Any other hour of the day the best song around for quite a while has most definitely been "Hot In Herre
". As was thrillingly confirmed at a 21st birthday party a few weeks ago, and then at a uni ball, and then at a sleazy night club (and, really, anywhere I've been drinking and dancing these past months) there's precious few other pop songs that will actually make you run to the dancefloor when you hear it (that old warhorse "How Many Licks?" excepted). "Hot In Herre" is like that though, because its entire construction aims toward an idea of perfect ubiquity - the song that nobody can deny. The accusations of laurel-resting to all parties involved are partly justified, but I've never heard of a master craftsman who produced their best work on the run; the perfect product requires some level of consolidation and a lot of practice runs. Thus "Hot In Herre" is not one of those visionary next-step pop singles that blogs like mine usually rave about, but rather a grand summation of all that has been great in recent pop.
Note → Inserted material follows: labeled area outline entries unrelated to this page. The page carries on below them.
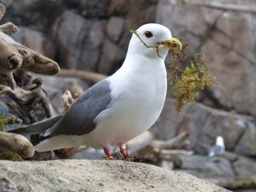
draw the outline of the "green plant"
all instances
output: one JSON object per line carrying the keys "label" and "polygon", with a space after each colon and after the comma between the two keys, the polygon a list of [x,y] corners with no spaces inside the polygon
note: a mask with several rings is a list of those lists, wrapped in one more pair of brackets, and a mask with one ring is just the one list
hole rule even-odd
{"label": "green plant", "polygon": [[4,115],[0,115],[0,131],[3,131],[4,128],[7,127],[5,122],[10,118]]}
{"label": "green plant", "polygon": [[[182,39],[178,41],[172,38],[170,40],[160,42],[158,45],[148,46],[141,39],[137,31],[131,30],[130,32],[136,34],[146,47],[153,48],[159,57],[158,48],[160,45],[170,48],[168,53],[170,61],[167,66],[171,69],[171,72],[168,74],[168,80],[176,98],[174,107],[177,114],[182,111],[188,102],[195,102],[195,97],[205,86],[217,87],[214,83],[216,77],[210,78],[208,68],[206,64],[206,58],[203,54],[196,53],[193,60],[187,59],[188,53],[186,50],[189,43],[182,46],[181,43]],[[185,69],[181,69],[182,67],[185,67]]]}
What I see in Nelly that attracts me is a distillation of some of the great things you find in other commercial rappers. Or maybe it's more a case of Nelly flaunting one major selling-point, which is coming up with great, funny and well-performed hooks; as this ability is rarely found in isolation Nelly's overwhelming focus throws it into sharp relief. You can't argue with lines like "good gracious/ass is bodacious" or "I think my butt gettin' big!", with ideas like Jedi Mind Control as killer chorus, with delivery so high-pitched and wavery with enthusiasm. Like Missy on her awesome new "Work It", Nelly piles quotable moments on top of eachother so thickly that the song loses any real sense of narrative or flow. It's real pop: inhaling and exhaling a succession of NOWs that make it seem potentially endless - there could easily be another verse, then another refrain, then another verse, then another refrain, etc. etc. Some DJs solve the problem by rewinding it and playing again. No-one ever seems to complain.
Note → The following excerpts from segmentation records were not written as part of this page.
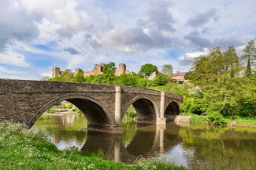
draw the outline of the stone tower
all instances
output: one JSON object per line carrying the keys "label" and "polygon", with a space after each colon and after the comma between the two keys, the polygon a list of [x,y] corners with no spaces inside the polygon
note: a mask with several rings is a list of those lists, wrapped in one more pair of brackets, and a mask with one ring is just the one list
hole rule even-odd
{"label": "stone tower", "polygon": [[54,67],[53,68],[53,74],[52,74],[52,77],[55,78],[58,76],[61,75],[61,69],[59,67]]}
{"label": "stone tower", "polygon": [[126,71],[126,65],[124,63],[120,63],[118,66],[118,75],[122,74],[125,74]]}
Nelly's only half of the story, of course. By now I should be ultra-sick of The Neptunes, particularly in their stock-standard churn-em-out guise, but their work on 'Hot In Herre' is for me up there with their best. Oddly understated, this is nonetheless slinkiest, most irresistible version of their formula future-pop. They succeed here by getting even more conventional: unlike, say, "Work It Out", there's very little of the fracturous falter-funk that is their sonic call-card; instead "Hot In Herre" is all smooth edges, its syncopated rhythm quivering delicately around the central bass-burps with a polite precision. Less self-consciously 'live'-sounding than 'Work It Out' or especially Justin Timberlake's (excellent) 'Like I Love You', 'Hot In Herre' is nonetheless The Neptunes' most band-like moment: tight, controlled, happy to be merely (merely!) the rhythm section for Nelly's attention-grabbing performance.
But if it's almost a negation of the producer-auteur paradigm, there is still something eerily sinister about The Neptunes' work here, a deceptive repose that reveals little but implies much; I keep waiting for the track to brock out and go mental, and the fact that it never does makes it even better. The closest it comes, after the glitzy intro, is during one of the last refrains, just before the three minute mark, when the beat drops out momentarily, and Nelly's voice keeps going unconcerned like a coyote running off a cliff, before the rhythm clicks back so naturally, so artfully, that it inspires as much dancefloor pandemonium as a full-on breakdown. For this, and so many other reasons, single of the year no question.